Yaneer Bar-Yam – Science Friday
An understanding of quantum field theory apparently demonstrates that in large convoluted organisations, hierarchical structures with one person in charge can’t work, because the level of complexity becomes impossible to manage. That’s essentially the long standing perspective of systems thinking – if you want to change a system, you have to change the system – and while it’s entertaining to see the point made from a different standpoint, the real question is not whether this approach can provide a diagnosis, but whether it can offer a prescription for change.
It’s almost certainly unfair to make a judgement about that on the basis of the transcript of a short radio interview, which is what this is, but what’s striking is how quickly the prescription becomes a platitude. If political decision making were more distributed, as decisions in the brain are distributed between neurons, better decisions would result. That may well be true, but doesn’t get us very far.

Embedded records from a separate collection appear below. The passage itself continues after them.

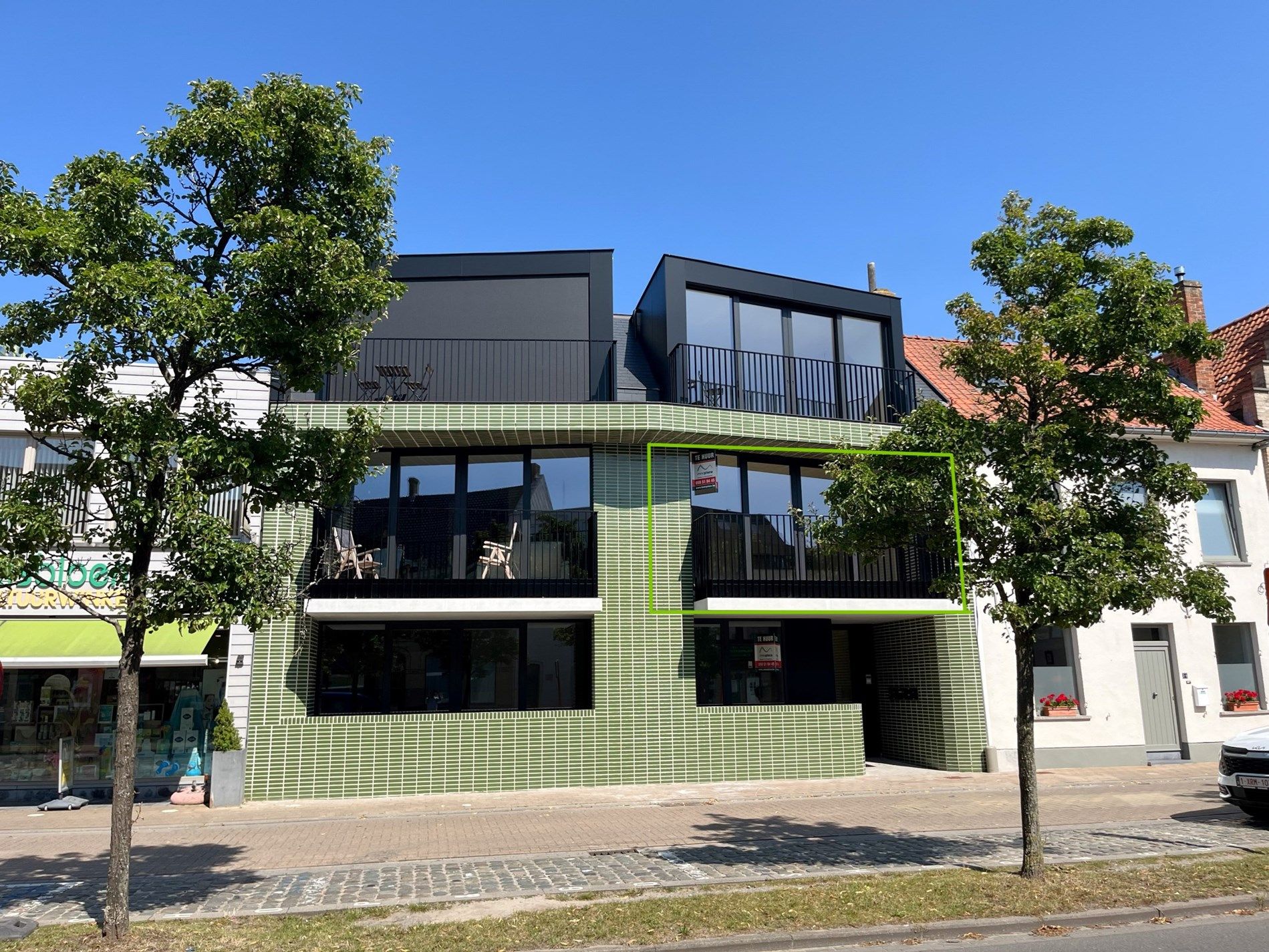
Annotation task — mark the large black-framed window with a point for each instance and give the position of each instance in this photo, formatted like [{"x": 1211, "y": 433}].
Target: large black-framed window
[
  {"x": 467, "y": 665},
  {"x": 762, "y": 661},
  {"x": 428, "y": 516},
  {"x": 742, "y": 323}
]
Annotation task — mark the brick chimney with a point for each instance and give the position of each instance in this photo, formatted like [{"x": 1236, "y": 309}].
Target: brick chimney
[{"x": 1201, "y": 375}]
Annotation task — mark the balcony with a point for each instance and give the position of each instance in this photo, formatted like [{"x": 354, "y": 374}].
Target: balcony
[
  {"x": 768, "y": 561},
  {"x": 450, "y": 560},
  {"x": 797, "y": 386},
  {"x": 467, "y": 371}
]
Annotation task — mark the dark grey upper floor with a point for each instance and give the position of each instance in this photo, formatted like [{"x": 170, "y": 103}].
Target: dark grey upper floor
[{"x": 539, "y": 327}]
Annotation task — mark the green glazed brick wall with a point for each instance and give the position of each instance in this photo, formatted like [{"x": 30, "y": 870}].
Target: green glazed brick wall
[
  {"x": 645, "y": 726},
  {"x": 946, "y": 726}
]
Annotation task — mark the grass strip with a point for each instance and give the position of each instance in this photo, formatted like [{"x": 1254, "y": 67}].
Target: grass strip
[{"x": 820, "y": 904}]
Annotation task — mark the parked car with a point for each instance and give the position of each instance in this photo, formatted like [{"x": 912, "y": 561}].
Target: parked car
[{"x": 1243, "y": 776}]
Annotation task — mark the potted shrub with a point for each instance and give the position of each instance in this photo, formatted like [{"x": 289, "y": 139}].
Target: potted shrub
[
  {"x": 1242, "y": 699},
  {"x": 229, "y": 761},
  {"x": 1059, "y": 706}
]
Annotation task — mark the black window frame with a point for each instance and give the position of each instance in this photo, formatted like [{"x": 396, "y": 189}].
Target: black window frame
[
  {"x": 462, "y": 460},
  {"x": 460, "y": 664},
  {"x": 787, "y": 307}
]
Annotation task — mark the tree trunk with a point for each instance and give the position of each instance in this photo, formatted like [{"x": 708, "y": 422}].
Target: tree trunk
[
  {"x": 114, "y": 925},
  {"x": 1028, "y": 787}
]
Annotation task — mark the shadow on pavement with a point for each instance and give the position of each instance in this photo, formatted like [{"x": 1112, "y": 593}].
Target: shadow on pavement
[
  {"x": 779, "y": 839},
  {"x": 160, "y": 876}
]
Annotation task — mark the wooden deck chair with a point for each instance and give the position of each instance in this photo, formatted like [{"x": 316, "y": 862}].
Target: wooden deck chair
[{"x": 499, "y": 557}]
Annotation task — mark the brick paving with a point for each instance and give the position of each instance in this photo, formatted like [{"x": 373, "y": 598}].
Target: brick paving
[
  {"x": 197, "y": 894},
  {"x": 267, "y": 858}
]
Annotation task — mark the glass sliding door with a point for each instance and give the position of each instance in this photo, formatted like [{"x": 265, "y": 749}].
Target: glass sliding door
[
  {"x": 426, "y": 518},
  {"x": 772, "y": 536},
  {"x": 557, "y": 537},
  {"x": 814, "y": 372},
  {"x": 708, "y": 372},
  {"x": 862, "y": 351},
  {"x": 760, "y": 357},
  {"x": 495, "y": 516}
]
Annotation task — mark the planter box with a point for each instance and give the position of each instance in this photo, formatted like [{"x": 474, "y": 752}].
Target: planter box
[{"x": 229, "y": 772}]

Part of the suggestion here seems to be a form of subsidiarity, which is a good start, but one big reason politics is hard is because decisions really are interdependent. What we have to do, apparently, is create mechanisms whereby participation translates into actual decision making. Well yes (or at least, well maybe), but asserting a solution falls a very long way short of describing it.
It’s included here despite all that for two reasons. The first is as a reminder that politics is hard and that insights from other disciplines are unlikely to provide magic answers to long standing and intractable problems. The second is that problems of political decision making are long standing and intractable and answers, ideally less magical, are still very much needed.